Mackenzie: I would also … so something else that’s in here is that or something that I noticed in here is that Barclay said, “…conveys his comfort and consolation as well,” which is I don’t think of it as a teaching thing. So Micah and I have been with the Friends of Jesus folks talking about the five spiritual gifts that are … not gifts but …
Micah: Sort of roles.
Mackenzie: Roles that are in the book of Ephesians. The apostle, prophet, evangelist, shepherd, or pastor. And teacher. And the comfort and consolation one, that is much more I think of as the shepherd/pastor than the teacher one. So I think it’s interesting that Barclay puts those together but actually then again, in Friends of Jesus, we have the … I say we but I’m not actually officially a part of Friends of Jesus.

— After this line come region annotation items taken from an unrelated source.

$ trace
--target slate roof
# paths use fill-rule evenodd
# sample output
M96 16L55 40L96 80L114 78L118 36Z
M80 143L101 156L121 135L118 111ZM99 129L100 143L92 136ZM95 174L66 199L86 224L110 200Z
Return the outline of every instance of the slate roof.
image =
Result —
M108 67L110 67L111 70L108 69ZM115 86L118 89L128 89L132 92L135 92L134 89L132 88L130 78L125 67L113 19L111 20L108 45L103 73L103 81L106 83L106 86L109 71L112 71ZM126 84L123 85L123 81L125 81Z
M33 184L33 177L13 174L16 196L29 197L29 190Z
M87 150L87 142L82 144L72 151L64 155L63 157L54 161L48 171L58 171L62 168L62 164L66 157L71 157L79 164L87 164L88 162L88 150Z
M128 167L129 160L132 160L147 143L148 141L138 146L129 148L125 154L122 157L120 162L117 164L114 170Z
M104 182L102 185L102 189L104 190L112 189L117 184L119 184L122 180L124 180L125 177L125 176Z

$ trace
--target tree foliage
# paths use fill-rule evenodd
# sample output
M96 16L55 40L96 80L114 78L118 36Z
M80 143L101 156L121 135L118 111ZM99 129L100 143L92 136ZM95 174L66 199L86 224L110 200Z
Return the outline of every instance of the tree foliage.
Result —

Micah: You’re pretty active.
Mackenzie: The shepherd and teacher folks are meeting together and that’s on the other side of things, I can certainly see myself having been used by the spirit or receiving words from the spirit to comfort or edify other of my friends like when they’re going through a tough time and just understanding what is the thing that they need to hear and be told in order to help build them up when they’re having trouble.

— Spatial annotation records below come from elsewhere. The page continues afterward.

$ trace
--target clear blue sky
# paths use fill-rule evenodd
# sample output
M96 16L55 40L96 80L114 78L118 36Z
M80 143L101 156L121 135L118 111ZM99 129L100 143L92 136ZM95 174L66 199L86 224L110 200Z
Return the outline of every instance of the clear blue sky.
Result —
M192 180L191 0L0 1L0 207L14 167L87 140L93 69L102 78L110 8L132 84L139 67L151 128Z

Micah: Yeah. And I think that’s actually really in my experience a real strength of the Quaker tradition is the Quaker community has helped me learn how to be more attentive to when God is speaking through me and let that happen. And so, there are times when often in surprising ways you are able to speak to the spiritual condition of someone who needs spoken to. And God gives you the words.
Mackenzie: And I don’t normally think of myself as being all that great with emotions and stuff. I’m a computer nerd. I’m kind of like computers are great. You type in the thing and they do the thing you told them to and they don’t get their feelings hurt. And so, I figure when I actually know what the thing I’m supposed to say and I’ve said somebody suggested that I should start a pastoral meeting. And I’m like ha, ha. Me as a pastor. That’s a good joke. If you ever watch Big Bang Theory, when somebody is upset, Sheldon has memorized that the thing you do is you hand them a hot beverage and you pat them on the shoulder and say there, there. And I’m like a step above that but I’m like me being a pastor wouldn’t work. I’m only one step above Sheldon on that. So that’s always like when I actually do know the thing that I’m supposed to say is or something, I’m like yeah, that had to be God because that did not come from me.
Micah: There are lots of stories from Quaker lore of people who’ve been convinced of the Quaker message because of things like that. Because of going to a meeting for worship and someone standing up and giving very eloquent vocal ministry and then finding out they were … like after the meeting, that they were like developmentally delayed and they have the mental capacity of a six year old but they were speaking in ways that things like that. People are given gifts.
Mackenzie: That’s not where I was expecting that to go. I thought it was going to be somebody goes to meeting and they don’t know … I’ve heard stories of somebody goes to meeting. They don’t know anybody there. It’s their first time there. There was no way anybody in the room knows their thing. And somebody stands and gives a message that speaks directly to them. Actually one of our friends was at a vineyard church recently and had that experience where … I think it was at the vineyard church where the … Maybe it was different one but the person who was supposed to be preaching. They got up and they read the first sentence of their sermon. And then they stopped and they said no, all right. I have a message that I need to share. And they looked directly at my friend who had never been in that church before. And talked to them about their call to pastoral ministry and where that … I know you have this call and here’s what the advice that you need is.
Mackenzie: And then, went back and did their sermon.
Micah: That’s crazy. God’s pretty cool.
Mackenzie: Certainly, I don’t know. This is the sort of things where you’re like oh, that’s kind of spooky.